With that in mind, I quickly decided to test out a trick using Qi. But that meant I had to force him into using his mana first — his sword's mana, not the armor's nothing. Hence the Tempest Art right before the clash, baiting him into channeling so there'd actually be something for my trick to interact with.

The moment our blades collided, I let go of the mana binding the Qi together.

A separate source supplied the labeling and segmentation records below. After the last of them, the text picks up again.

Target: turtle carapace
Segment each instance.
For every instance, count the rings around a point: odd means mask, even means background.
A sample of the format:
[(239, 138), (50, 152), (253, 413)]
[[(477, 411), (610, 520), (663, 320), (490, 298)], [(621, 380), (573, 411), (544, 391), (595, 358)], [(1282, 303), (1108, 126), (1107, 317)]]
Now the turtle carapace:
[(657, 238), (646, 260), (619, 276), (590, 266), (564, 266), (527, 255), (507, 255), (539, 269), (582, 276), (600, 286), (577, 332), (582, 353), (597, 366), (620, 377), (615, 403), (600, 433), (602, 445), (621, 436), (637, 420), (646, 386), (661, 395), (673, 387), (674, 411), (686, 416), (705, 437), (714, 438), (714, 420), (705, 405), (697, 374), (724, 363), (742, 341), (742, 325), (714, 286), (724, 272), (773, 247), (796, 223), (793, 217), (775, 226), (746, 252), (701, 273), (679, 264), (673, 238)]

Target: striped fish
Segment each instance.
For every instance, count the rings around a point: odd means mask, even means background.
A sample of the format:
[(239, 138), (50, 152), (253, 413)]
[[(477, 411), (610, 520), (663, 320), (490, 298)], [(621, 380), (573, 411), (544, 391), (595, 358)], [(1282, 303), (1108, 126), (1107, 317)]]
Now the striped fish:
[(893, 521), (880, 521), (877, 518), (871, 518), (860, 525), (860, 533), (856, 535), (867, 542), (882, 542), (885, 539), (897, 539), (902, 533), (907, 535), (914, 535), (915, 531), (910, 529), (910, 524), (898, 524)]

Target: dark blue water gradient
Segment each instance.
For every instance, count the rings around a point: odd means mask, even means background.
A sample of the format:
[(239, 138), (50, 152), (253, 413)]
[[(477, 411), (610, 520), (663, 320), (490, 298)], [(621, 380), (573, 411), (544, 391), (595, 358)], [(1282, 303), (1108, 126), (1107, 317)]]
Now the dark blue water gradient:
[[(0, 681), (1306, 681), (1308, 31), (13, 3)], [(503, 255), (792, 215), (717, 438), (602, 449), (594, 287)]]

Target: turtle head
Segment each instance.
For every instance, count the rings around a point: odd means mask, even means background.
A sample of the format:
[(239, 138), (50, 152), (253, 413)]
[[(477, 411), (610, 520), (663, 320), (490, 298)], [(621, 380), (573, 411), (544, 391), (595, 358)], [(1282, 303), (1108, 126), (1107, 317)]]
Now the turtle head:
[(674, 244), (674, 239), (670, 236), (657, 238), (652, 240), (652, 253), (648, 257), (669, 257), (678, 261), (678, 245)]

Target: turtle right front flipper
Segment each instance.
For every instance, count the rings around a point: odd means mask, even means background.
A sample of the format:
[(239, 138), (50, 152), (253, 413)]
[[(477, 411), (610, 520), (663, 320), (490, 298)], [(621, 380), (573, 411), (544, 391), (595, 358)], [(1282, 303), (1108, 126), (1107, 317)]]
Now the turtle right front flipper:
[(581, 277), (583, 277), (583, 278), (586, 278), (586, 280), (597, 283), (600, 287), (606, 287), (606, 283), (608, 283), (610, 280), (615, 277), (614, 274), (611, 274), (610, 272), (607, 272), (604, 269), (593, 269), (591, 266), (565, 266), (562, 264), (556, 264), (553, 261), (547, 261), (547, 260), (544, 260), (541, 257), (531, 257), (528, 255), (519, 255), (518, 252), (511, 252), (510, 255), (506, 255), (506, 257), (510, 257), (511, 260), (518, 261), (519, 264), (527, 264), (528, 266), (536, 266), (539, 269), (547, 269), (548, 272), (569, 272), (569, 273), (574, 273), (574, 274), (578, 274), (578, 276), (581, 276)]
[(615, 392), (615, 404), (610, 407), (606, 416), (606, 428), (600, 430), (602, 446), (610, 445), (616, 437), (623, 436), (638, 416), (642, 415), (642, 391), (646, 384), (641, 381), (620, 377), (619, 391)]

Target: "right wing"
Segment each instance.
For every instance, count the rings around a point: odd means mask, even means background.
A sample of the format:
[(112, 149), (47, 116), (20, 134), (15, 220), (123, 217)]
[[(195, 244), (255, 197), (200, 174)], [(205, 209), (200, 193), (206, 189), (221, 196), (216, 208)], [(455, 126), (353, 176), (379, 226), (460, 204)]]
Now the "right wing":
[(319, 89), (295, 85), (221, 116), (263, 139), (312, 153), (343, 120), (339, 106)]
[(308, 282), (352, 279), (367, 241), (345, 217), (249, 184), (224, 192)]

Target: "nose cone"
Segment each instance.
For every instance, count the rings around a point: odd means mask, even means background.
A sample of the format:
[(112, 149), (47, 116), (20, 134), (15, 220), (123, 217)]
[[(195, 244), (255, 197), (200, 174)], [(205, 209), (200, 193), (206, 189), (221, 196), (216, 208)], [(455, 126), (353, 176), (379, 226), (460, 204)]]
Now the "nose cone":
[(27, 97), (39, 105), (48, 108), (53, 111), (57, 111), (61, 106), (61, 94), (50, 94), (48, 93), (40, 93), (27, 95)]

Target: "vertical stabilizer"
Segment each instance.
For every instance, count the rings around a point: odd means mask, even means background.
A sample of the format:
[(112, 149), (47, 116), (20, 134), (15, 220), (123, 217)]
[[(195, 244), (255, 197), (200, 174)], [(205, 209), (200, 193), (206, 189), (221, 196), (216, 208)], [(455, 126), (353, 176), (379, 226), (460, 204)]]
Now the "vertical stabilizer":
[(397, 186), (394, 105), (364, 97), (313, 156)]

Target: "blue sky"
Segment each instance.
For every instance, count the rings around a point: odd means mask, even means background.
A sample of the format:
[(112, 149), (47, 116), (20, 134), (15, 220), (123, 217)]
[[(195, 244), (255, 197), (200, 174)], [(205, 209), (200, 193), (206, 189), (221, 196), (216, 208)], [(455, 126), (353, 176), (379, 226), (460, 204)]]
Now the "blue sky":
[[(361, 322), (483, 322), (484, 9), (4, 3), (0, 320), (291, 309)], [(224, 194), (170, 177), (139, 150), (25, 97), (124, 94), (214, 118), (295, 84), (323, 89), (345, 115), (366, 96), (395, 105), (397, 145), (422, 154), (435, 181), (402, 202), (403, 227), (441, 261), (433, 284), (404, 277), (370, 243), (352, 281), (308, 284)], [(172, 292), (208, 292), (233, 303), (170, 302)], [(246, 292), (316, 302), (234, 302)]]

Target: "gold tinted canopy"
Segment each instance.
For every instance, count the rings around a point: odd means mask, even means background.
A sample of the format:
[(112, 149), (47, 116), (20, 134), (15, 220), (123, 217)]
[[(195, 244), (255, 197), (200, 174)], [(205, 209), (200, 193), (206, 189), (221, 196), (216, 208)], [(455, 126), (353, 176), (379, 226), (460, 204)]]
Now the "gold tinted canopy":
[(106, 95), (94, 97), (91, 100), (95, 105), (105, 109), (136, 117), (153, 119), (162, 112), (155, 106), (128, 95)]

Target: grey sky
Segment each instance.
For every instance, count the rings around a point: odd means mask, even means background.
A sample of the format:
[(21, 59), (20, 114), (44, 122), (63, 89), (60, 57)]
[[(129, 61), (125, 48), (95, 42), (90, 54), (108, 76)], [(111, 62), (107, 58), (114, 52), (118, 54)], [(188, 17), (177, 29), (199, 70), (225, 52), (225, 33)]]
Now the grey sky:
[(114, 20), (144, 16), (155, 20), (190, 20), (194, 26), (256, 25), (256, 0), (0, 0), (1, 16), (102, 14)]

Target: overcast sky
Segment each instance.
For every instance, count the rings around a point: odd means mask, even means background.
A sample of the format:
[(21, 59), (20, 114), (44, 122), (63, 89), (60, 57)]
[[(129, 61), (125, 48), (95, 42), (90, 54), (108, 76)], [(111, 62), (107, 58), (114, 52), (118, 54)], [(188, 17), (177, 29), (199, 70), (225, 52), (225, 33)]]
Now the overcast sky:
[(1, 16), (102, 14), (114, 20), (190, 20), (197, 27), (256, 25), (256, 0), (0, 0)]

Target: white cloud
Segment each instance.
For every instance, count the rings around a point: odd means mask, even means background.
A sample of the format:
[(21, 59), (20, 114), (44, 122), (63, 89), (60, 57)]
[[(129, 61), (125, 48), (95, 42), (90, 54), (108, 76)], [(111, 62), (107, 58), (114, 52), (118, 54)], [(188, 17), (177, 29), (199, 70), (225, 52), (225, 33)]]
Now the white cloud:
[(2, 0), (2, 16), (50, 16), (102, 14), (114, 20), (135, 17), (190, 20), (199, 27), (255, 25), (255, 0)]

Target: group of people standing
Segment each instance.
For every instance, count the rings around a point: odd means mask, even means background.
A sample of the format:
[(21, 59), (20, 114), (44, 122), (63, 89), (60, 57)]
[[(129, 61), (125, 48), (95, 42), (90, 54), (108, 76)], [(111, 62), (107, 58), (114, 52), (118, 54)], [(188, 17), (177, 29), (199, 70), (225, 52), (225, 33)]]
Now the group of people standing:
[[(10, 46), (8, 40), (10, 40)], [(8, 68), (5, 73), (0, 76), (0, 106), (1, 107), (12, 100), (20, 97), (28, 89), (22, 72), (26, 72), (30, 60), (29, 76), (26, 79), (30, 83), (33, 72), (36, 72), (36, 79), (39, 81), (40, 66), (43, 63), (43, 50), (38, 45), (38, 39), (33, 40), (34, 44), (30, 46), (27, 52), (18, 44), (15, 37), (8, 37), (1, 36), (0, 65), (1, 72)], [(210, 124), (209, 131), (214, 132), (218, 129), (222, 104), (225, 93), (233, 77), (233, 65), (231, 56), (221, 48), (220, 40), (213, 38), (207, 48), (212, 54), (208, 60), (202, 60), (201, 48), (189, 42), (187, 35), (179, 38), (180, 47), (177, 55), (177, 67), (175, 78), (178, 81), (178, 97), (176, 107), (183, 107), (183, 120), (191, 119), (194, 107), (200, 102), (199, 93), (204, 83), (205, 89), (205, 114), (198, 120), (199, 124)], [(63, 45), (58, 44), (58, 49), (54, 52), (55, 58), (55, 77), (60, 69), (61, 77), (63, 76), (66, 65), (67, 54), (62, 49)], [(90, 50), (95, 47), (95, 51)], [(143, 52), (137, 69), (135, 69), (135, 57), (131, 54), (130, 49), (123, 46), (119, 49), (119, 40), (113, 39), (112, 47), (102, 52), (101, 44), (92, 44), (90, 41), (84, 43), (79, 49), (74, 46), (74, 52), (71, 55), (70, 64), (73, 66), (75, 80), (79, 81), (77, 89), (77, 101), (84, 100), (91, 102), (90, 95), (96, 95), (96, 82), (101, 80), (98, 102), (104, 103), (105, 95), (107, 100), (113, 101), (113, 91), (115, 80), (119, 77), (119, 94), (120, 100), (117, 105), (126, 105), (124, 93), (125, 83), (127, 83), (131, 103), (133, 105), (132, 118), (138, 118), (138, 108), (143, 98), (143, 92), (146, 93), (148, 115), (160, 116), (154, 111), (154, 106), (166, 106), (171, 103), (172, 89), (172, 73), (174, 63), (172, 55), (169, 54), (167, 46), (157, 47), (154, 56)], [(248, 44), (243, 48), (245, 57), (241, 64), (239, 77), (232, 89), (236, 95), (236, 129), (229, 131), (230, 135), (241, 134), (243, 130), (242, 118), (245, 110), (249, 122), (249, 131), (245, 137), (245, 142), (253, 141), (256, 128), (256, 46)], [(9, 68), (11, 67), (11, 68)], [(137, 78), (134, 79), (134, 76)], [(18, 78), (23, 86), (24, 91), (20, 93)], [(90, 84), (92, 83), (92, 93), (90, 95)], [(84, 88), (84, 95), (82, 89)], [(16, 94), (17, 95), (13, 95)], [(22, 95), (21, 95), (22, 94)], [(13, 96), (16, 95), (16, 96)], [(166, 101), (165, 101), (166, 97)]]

Qi can't be sustained without something binding it. The instant I let go, it released itself back into its original form — particles of natural energy returning to the air. But because the release was sudden, a violent wave of Qi burst outward all at once instead of dispersing quietly.

The moment Onyx's mana-clad sword struck them, the Qi didn't resist the blade the way solid metal would. It scattered, and the force of the strike scattered with it, instead of carrying straight through to me.

[ Skill: Regeneration Activated ]

A faint warmth spreads from my shoulder as magical energy begins to gather at my severed arm.

Within mere moments, my hand is as good as new.

I flex my fingers once, just to be sure they're real, then look up at Onyx, who still hasn't moved from where he swung.

Why isn't he moving?

In fact, if not for the helmet, I'd say he looks irritated.

Maybe I should... huh? Is that a...

I smirk.

Why?

Ordinary mana-enhanced vision wouldn't have caught it — it's too small, too well hidden behind that golden glow. But Override pushes my sight past anything I've had before, and that's the only reason I see it at all.

It's small, very, very small, but it's still there.

A crack. There's a crack in his helmet.